Move over Superman—there’s a new superhero in town.

This time, however, it isn’t a muscular man in a leotard and cape who stands ready to save the day.

According to research from the Norwegian University of Science and Technology (NTNU), it’s clay that stands poised to save the world from environmental evils (a.k.a. greenhouses gases).

The team, led by NTNU’s Leander Michels and Jon Otto Fossum, investigated clay’s carbon capture capabilities and found that your run-of-the-mill clay can get the job done “just as effectively as other materials.”

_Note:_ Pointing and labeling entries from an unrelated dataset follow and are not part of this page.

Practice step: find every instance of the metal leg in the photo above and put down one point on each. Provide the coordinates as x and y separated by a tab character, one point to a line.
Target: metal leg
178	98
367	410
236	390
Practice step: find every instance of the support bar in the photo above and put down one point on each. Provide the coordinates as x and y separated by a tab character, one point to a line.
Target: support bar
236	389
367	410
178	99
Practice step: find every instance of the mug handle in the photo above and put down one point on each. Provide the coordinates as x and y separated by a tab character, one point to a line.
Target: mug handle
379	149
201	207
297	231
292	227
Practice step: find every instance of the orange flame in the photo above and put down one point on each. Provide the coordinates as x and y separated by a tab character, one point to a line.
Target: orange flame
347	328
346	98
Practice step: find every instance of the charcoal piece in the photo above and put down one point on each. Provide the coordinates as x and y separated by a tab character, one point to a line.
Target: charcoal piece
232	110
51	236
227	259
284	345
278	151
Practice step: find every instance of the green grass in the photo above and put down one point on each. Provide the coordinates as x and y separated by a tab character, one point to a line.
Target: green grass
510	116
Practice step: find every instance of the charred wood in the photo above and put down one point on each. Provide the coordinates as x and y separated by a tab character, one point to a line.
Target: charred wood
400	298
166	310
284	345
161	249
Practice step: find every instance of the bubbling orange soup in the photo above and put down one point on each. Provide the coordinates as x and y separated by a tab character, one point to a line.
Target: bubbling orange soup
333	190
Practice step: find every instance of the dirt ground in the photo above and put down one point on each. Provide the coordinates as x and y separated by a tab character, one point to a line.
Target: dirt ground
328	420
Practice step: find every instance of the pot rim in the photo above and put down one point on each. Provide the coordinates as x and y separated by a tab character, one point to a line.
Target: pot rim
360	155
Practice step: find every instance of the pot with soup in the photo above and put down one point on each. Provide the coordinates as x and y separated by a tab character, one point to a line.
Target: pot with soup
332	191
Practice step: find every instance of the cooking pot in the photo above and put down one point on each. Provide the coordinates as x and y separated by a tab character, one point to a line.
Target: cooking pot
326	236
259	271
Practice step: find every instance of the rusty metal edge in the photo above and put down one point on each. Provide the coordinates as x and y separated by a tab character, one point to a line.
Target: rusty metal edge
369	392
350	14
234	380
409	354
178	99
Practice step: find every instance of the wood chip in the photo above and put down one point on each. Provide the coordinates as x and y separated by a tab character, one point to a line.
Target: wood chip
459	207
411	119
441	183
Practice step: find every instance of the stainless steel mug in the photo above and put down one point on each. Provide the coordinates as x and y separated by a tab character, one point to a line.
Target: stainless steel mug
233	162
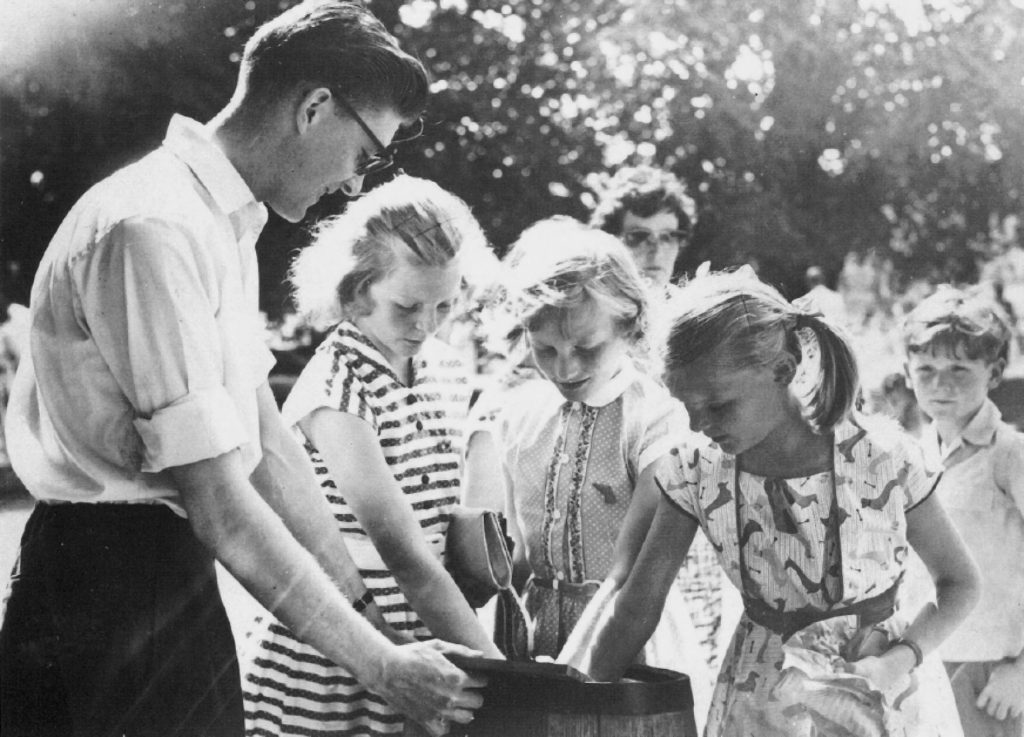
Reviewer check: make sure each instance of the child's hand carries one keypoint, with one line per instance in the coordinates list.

“It is quite remarkable that clay can capture as much CO2 as other materials that are being investigated,” says Fossum, professor at NTNU’s department of physics, in an NTNU news release.

The findings, published in Scientific Reports, show that certain types of clay, including the synthetic smectite used in the team’s experiments, have surfaces that prove particularly effective in binding CO2. But the surfaces, though super, play more of a supporting role in capturing CO2. Ions in the surfaces are the true heroes and “active capturers.”

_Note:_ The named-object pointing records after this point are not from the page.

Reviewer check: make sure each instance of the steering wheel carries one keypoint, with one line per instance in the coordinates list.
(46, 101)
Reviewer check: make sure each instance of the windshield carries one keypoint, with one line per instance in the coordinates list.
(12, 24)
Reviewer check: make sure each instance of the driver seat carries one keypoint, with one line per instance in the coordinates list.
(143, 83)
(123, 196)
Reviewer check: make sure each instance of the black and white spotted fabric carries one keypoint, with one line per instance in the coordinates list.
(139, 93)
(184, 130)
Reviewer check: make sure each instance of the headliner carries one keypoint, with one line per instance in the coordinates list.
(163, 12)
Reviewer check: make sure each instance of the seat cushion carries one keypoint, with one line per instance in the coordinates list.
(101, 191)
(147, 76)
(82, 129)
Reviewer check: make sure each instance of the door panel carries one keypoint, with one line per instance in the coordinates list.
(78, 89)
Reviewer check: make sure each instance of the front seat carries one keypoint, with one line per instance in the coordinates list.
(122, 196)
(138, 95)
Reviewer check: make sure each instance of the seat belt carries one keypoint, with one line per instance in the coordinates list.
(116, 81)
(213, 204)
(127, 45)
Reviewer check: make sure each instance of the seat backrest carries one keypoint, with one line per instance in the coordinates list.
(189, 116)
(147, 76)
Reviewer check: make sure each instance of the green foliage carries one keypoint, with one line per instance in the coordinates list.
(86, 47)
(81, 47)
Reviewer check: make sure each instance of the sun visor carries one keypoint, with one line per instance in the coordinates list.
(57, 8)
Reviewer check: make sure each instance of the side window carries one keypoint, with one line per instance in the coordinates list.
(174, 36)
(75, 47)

The optimal material for capturing CO2 has several requirements, the team says. In addition to having a large surface area with good adsorbtion capability, the material must show selectivity for CO2, regeneration capacity with minimum energy input, and be both low cost and environmentally friendly.

According to the paper’s abstract:

The rate of intercalation, as well as the retention ability of CO2 was found to be strongly dependent on the type of the interlayer cation, which in the present case is Li+, Na+ or Ni2+. Interestingly, we observe that the smectite Li-fluorohectorite is able to retain CO2 up to a temperature of 35°C at ambient pressure, and that the captured CO2 can be released by heating above this temperature. Our estimates indicate that smectite clays, even with the standard cations analyzed here, can capture an amount of CO2 comparable to other materials studied in this context.

Clay is not only cheaper, easier to produce, non-toxic, and more environmentally friendly than other materials used for carbon capture, but could possibly be used in CO2 filters for reducing emissions on the industrial scale, say researchers.

Although the findings are promising, there is still work to be done.

“What we are doing is basic research,” Fossum says in the release. “It will take more research to develop the technology, so we don’t expect clay-based CO2 capture to be readily available anytime soon.”

The research team also included scientists from the Institute for Energy Technology (Norway), Slovak University of Technology (Slovakia), the MaxIVLab at Lund University (Sweden), and the Universidade de Brasilia (Brazil). The paper is “Intercalation and retention of carbon dioxide in a smectite clay promoted by interlayer cations” (DOI: 10.1038/srep08775).